Première édition en 1980.

Une amnistie vient d’être promulguée au Brésil et l’ex-gouverneur de l’État de Pernambouc, Miguel Arraes, rentre à Récife en septembre 1979 après quinze ans d’exil. À cette occasion, Robert Linhart part enquêter dans les régions sucrières du Nord-Est brésilien : comment les ouvriers agricoles ont-ils vécu ces années de dictature ? Où en est le mouvement paysan ? Exode des paysans vers les bidonvilles. Progression de la faim avec la monoculture sucrière. Travail des enfants.
Vingt-neuf ans après sa parution, ce livre reste un témoignage accablant sur la situation de l’époque et par bien des aspects, sur celle d’aujourd’hui.
Mourir de faim avec tous les documents du monde, contrat de travail assurances, fiches de paye. Mourir de faim pour le « modèle exportateur » et les rentrées de devises.

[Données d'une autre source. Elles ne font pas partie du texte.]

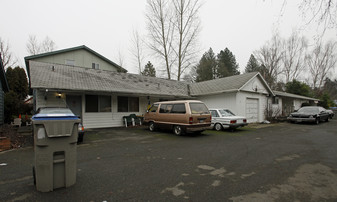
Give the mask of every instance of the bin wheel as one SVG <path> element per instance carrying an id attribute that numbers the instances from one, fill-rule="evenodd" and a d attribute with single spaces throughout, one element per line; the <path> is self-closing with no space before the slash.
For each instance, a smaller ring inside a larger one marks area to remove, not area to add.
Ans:
<path id="1" fill-rule="evenodd" d="M 35 167 L 33 166 L 33 179 L 34 179 L 34 185 L 36 185 L 36 175 L 35 175 Z"/>

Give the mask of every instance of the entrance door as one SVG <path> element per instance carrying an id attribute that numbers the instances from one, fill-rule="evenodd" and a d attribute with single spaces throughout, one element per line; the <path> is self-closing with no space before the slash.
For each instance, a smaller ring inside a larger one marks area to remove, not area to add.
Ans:
<path id="1" fill-rule="evenodd" d="M 246 99 L 246 118 L 248 123 L 259 121 L 259 99 Z"/>
<path id="2" fill-rule="evenodd" d="M 82 96 L 67 95 L 67 106 L 78 117 L 82 119 Z"/>

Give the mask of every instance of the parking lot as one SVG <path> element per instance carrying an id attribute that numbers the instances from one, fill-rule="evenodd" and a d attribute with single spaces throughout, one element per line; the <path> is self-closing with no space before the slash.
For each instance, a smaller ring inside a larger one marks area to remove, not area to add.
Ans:
<path id="1" fill-rule="evenodd" d="M 36 191 L 32 147 L 0 153 L 0 201 L 336 201 L 337 120 L 174 136 L 92 130 L 77 181 Z"/>

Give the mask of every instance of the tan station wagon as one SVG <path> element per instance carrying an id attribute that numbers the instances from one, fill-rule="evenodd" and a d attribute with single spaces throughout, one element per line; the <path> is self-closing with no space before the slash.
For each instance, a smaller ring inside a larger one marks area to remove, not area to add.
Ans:
<path id="1" fill-rule="evenodd" d="M 176 135 L 184 132 L 201 132 L 210 129 L 211 114 L 198 100 L 156 102 L 144 116 L 149 130 L 166 128 Z"/>

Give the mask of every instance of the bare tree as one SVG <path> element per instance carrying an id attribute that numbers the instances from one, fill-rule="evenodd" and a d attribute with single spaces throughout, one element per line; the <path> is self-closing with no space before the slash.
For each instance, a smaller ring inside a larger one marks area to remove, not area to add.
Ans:
<path id="1" fill-rule="evenodd" d="M 146 14 L 151 42 L 148 44 L 165 61 L 168 79 L 180 80 L 195 62 L 200 31 L 199 0 L 148 0 Z M 176 69 L 172 66 L 176 65 Z"/>
<path id="2" fill-rule="evenodd" d="M 138 66 L 138 73 L 141 74 L 144 61 L 144 41 L 142 40 L 142 37 L 140 36 L 138 31 L 133 30 L 131 42 L 132 47 L 130 49 L 130 52 L 133 55 L 133 58 Z"/>
<path id="3" fill-rule="evenodd" d="M 307 23 L 315 21 L 319 26 L 337 28 L 337 0 L 304 0 L 300 4 L 303 16 Z"/>
<path id="4" fill-rule="evenodd" d="M 307 47 L 306 38 L 300 37 L 296 32 L 284 40 L 282 62 L 286 83 L 297 79 L 305 68 L 304 59 Z"/>
<path id="5" fill-rule="evenodd" d="M 174 27 L 177 30 L 178 38 L 174 46 L 178 71 L 177 80 L 180 80 L 184 71 L 190 67 L 199 52 L 195 44 L 200 32 L 199 0 L 174 0 L 173 12 L 175 14 Z"/>
<path id="6" fill-rule="evenodd" d="M 123 51 L 121 50 L 121 48 L 119 47 L 118 49 L 118 53 L 117 53 L 117 56 L 116 56 L 116 61 L 117 61 L 117 64 L 121 67 L 124 66 L 124 54 L 123 54 Z"/>
<path id="7" fill-rule="evenodd" d="M 168 79 L 171 79 L 171 67 L 174 62 L 172 58 L 173 20 L 172 9 L 167 0 L 147 1 L 147 28 L 151 42 L 149 48 L 164 59 Z"/>
<path id="8" fill-rule="evenodd" d="M 254 52 L 256 59 L 263 67 L 262 75 L 268 85 L 273 88 L 277 82 L 278 76 L 282 73 L 282 40 L 278 34 L 274 34 L 259 50 Z"/>
<path id="9" fill-rule="evenodd" d="M 14 66 L 17 63 L 17 59 L 14 59 L 14 56 L 10 51 L 9 43 L 8 42 L 6 43 L 1 37 L 0 37 L 0 56 L 4 70 L 6 70 L 7 67 Z"/>
<path id="10" fill-rule="evenodd" d="M 306 62 L 312 77 L 312 87 L 314 89 L 320 89 L 328 73 L 336 67 L 336 48 L 336 42 L 329 41 L 325 45 L 319 42 L 312 52 L 306 56 Z"/>
<path id="11" fill-rule="evenodd" d="M 46 38 L 41 43 L 39 43 L 35 35 L 29 35 L 26 49 L 29 54 L 37 55 L 55 50 L 56 45 L 54 41 L 51 40 L 48 36 L 46 36 Z"/>

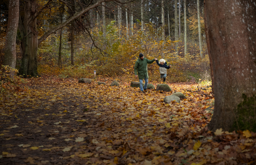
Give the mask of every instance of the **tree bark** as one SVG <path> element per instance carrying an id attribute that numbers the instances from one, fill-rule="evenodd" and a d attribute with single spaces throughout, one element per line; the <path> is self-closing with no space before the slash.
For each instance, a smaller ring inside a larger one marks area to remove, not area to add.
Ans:
<path id="1" fill-rule="evenodd" d="M 184 0 L 184 44 L 185 55 L 187 54 L 187 40 L 186 40 L 186 0 Z"/>
<path id="2" fill-rule="evenodd" d="M 167 14 L 168 17 L 168 30 L 169 32 L 169 39 L 171 40 L 171 33 L 170 33 L 170 18 L 169 16 L 169 10 Z"/>
<path id="3" fill-rule="evenodd" d="M 200 49 L 200 56 L 202 58 L 203 58 L 203 47 L 202 47 L 202 36 L 201 34 L 201 21 L 200 20 L 200 9 L 199 7 L 199 0 L 197 0 L 197 9 L 198 9 L 198 36 L 199 36 L 199 45 Z"/>
<path id="4" fill-rule="evenodd" d="M 208 127 L 213 131 L 250 130 L 256 124 L 256 6 L 250 0 L 234 1 L 206 0 L 215 95 Z M 243 94 L 253 101 L 241 111 Z"/>
<path id="5" fill-rule="evenodd" d="M 105 14 L 105 2 L 102 3 L 102 22 L 103 22 L 103 36 L 106 37 L 106 19 Z"/>
<path id="6" fill-rule="evenodd" d="M 38 32 L 36 27 L 36 0 L 25 1 L 24 10 L 24 38 L 22 38 L 24 46 L 21 66 L 19 75 L 25 77 L 40 76 L 37 72 L 37 50 Z M 22 29 L 22 27 L 20 28 Z"/>
<path id="7" fill-rule="evenodd" d="M 174 19 L 175 21 L 175 41 L 177 41 L 178 40 L 178 8 L 177 8 L 177 0 L 174 0 L 174 7 L 175 9 L 174 9 Z M 176 52 L 176 55 L 178 55 L 178 43 L 176 43 L 175 44 L 175 50 Z"/>
<path id="8" fill-rule="evenodd" d="M 162 0 L 161 6 L 161 15 L 162 15 L 162 38 L 164 41 L 165 41 L 165 35 L 164 35 L 164 0 Z"/>
<path id="9" fill-rule="evenodd" d="M 143 13 L 144 8 L 143 8 L 143 0 L 141 0 L 141 30 L 143 31 L 144 30 L 144 18 L 143 18 Z"/>
<path id="10" fill-rule="evenodd" d="M 74 23 L 72 22 L 71 24 L 71 65 L 74 65 Z"/>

À mesure que je recueillais témoignages et données, la faim m’apparaissait avec une terrible netteté comme la matière et le produit d’un dispositif compliqué jusqu’au raffinement. La faim n’était pas une simple absence spectaculaire, presque accidentelle, d’aliments disponibles. Ce n’était pas une faim simple, une faim primitive. C’était une faim élaborée, une faim perfectionnée, une faim en plein essor, en un mot, une faim moderne. Je la voyais progresser par vagues, appelées plans économiques, projets de développement, pôle industriels, mesures d’incitation à l’investissement, mécanisation et modernisation de l’agriculture. Il fallait beaucoup de travail pour produire cette faim-là. De fait, un grand nombre de gens y travaillaient d’arrache-pied. On s’y affairait dans des buildings, des bureaux, des palais et toutes sortes de postes de commandement et de contrôle. Cette faim bourdonnait d’ordres d’achat passés par télex, de lignes de crédit en dollars, marks, francs, yens, d’opérations fiévreuses sur les commodities markets (les Bourses de matières premières, où les spéculateurs vendent, revendent, achètent, rachètent dix, quinze, trente fois le même lot de sucre, de cacao ou de coton avant même qu’il ne soit récolté, faisant chuter ou s’envoler les cours, toujours de façon à concentrer les bénéfices et à déposséder le petit producteur direct), de transactions foncières, d’anticipations, d’astuces et de bons coups. On n’en avait jamais fini d’entrer dans le détail de la production de cette faim. Des commerçants, des banquiers, des armateurs, des chefs d’entreprise, des experts, des hommes d’affaires y avaient leur part, et une armée d’intermédiaires, de courtiers et de négociants. Et des bureaux d’études, des instituts de planification. Et des généraux, des hommes politiques, des policiers, des administrations entières. Et tous ces gens parvenaient à faire jaillir de cette faim commissions, bénéfices, profits, rentes, loyers, dividendes… Oui, vraiment, l’organisation minutieuse du développement de cette faim m’apparaissait comme une chose prodigieuse.